This post was originally published on this site

By this point, just about everybody has had a go playing with ChatGPT, making it do all sorts of wonderful and strange things. But how do you go beyond just messing around and using it to build a real-world, production application? A big part of that is bringing together the general capabilities of ChatGPT with your unique data and needs.

What do I mean by that? Let me give you an example of a scenario every company is thinking about right now. Imagine you’re an airline, and you want to have an AI support agent help your customers if a human isn’t available.

Your customer might have a question about how much it costs to bring skis on the plane. Well, if that’s a general policy of the airline, that information is probably available on the internet, and ChatGPT might be able to answer it correctly.

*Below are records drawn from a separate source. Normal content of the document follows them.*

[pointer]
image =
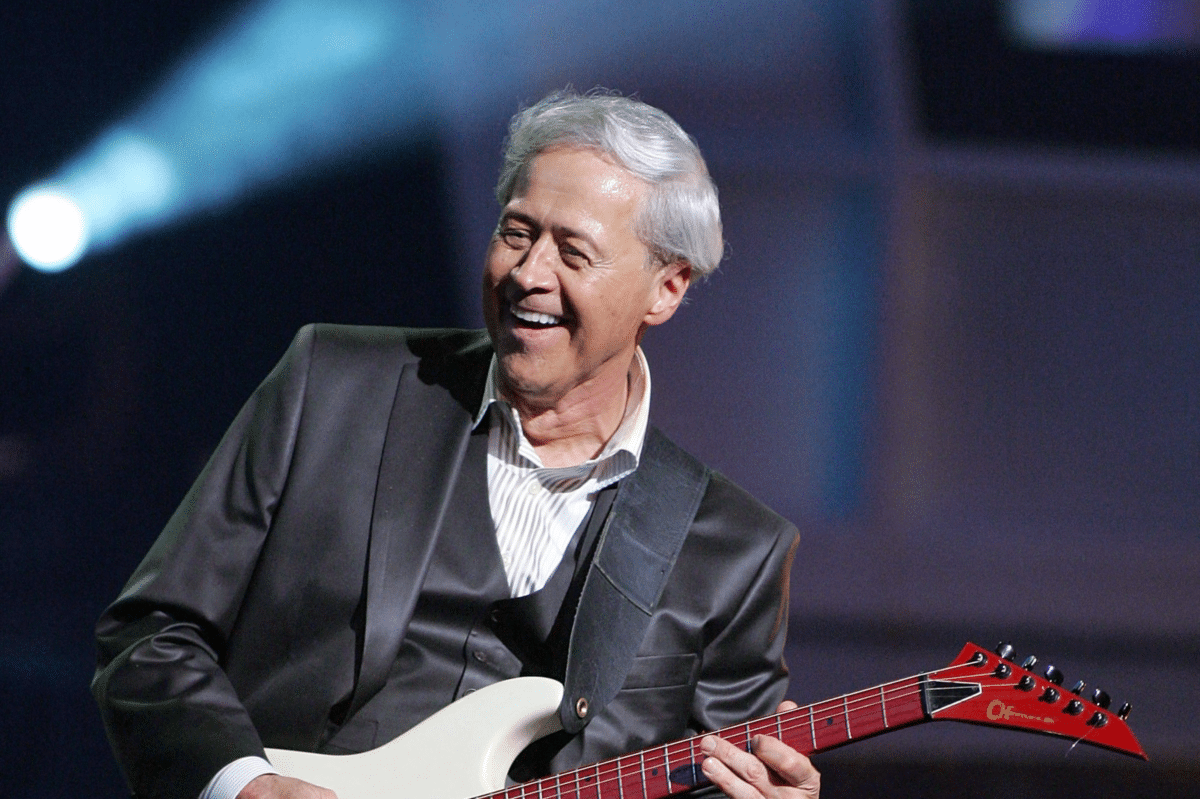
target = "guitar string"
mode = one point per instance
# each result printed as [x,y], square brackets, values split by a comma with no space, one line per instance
[613,770]
[609,773]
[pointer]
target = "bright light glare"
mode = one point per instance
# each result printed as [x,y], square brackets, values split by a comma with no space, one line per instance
[47,228]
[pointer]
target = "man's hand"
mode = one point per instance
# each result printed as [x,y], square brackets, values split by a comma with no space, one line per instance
[774,770]
[275,786]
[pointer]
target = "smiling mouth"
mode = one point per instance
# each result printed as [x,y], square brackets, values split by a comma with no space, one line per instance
[533,318]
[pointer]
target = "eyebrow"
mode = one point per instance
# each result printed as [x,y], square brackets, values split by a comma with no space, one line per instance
[558,230]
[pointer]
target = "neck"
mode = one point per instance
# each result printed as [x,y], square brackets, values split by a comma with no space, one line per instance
[576,426]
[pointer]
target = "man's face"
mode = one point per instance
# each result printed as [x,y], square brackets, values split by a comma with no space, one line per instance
[567,290]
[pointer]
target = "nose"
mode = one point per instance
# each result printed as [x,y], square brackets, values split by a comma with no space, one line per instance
[537,269]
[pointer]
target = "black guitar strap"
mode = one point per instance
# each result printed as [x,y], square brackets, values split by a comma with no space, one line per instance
[637,550]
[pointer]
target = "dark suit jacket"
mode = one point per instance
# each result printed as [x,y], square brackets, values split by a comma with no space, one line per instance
[276,598]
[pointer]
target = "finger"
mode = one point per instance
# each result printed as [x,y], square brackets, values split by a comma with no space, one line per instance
[735,770]
[789,764]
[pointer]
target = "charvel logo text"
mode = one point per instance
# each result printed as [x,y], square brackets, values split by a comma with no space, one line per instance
[997,710]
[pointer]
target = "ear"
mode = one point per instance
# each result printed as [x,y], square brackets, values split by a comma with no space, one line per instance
[671,286]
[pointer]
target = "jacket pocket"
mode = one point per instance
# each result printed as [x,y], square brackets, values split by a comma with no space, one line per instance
[661,671]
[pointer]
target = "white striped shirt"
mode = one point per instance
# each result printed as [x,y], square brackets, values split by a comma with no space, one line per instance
[537,509]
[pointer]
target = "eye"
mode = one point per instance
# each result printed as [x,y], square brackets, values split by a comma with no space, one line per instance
[516,238]
[573,257]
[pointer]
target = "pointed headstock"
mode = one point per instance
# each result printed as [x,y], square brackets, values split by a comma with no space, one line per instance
[987,688]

But what about more personal questions, like

Is my flight delayed?
Can I upgrade to first class?
Am I still on the standby list for my flight tomorrow?

It depends! First of all, who are you? Where and when are you flying? What airline are you booked with?

ChatGPT can’t help here because it doesn’t know the answer to these questions. This isn’t something that can be “fixed” by more innovation at OpenAI. Your personal data is (thankfully) not available on the public internet, so even Bing’s implementation that connects ChatGPT with the open web wouldn’t work.

The fundamental obstacle is that the airline (you, in our scenario) must safely provide timely data from its internal data stores to ChatGPT. Surprisingly, how you do this doesn’t follow the standard playbook for machine learning infrastructure. Large language models have changed the relationship between data engineering and model creation. Let me explain with a quick diagram.

gpt 4 streaming 01 Confluent

In traditional machine learning, most of the data engineering work happens at model creation time. You take a specific training data set and use feature engineering to get the model right. Once the training is complete, you have a one-off model that can do the task at hand, but nothing else. Most of the problem-specific smarts are baked in at training time. Since training is usually done in batch, the data flow is also batch and fed out of a data lake, data warehouse, or other batch-oriented system.

With large language models, the relationship is inverted. Here, the model is built by taking a huge general data set and letting deep learning algorithms do end-to-end learning once, producing a model that is broadly capable and reusable. This means that services like those provided by OpenAI and Google mostly provide functionality off reusable pre-trained models rather than requiring they be recreated for each problem. And it is why ChatGPT is helpful for so many things out of the box. In this paradigm, when you want to teach the model something specific, you do it at each prompt. That means that data engineering now has to happen at prompt time, so the data flow problem shifts from batch to real-time.

What is the right tool for the job here? Event streaming is arguably the best because its strength is circulating feeds of data around a company in real time.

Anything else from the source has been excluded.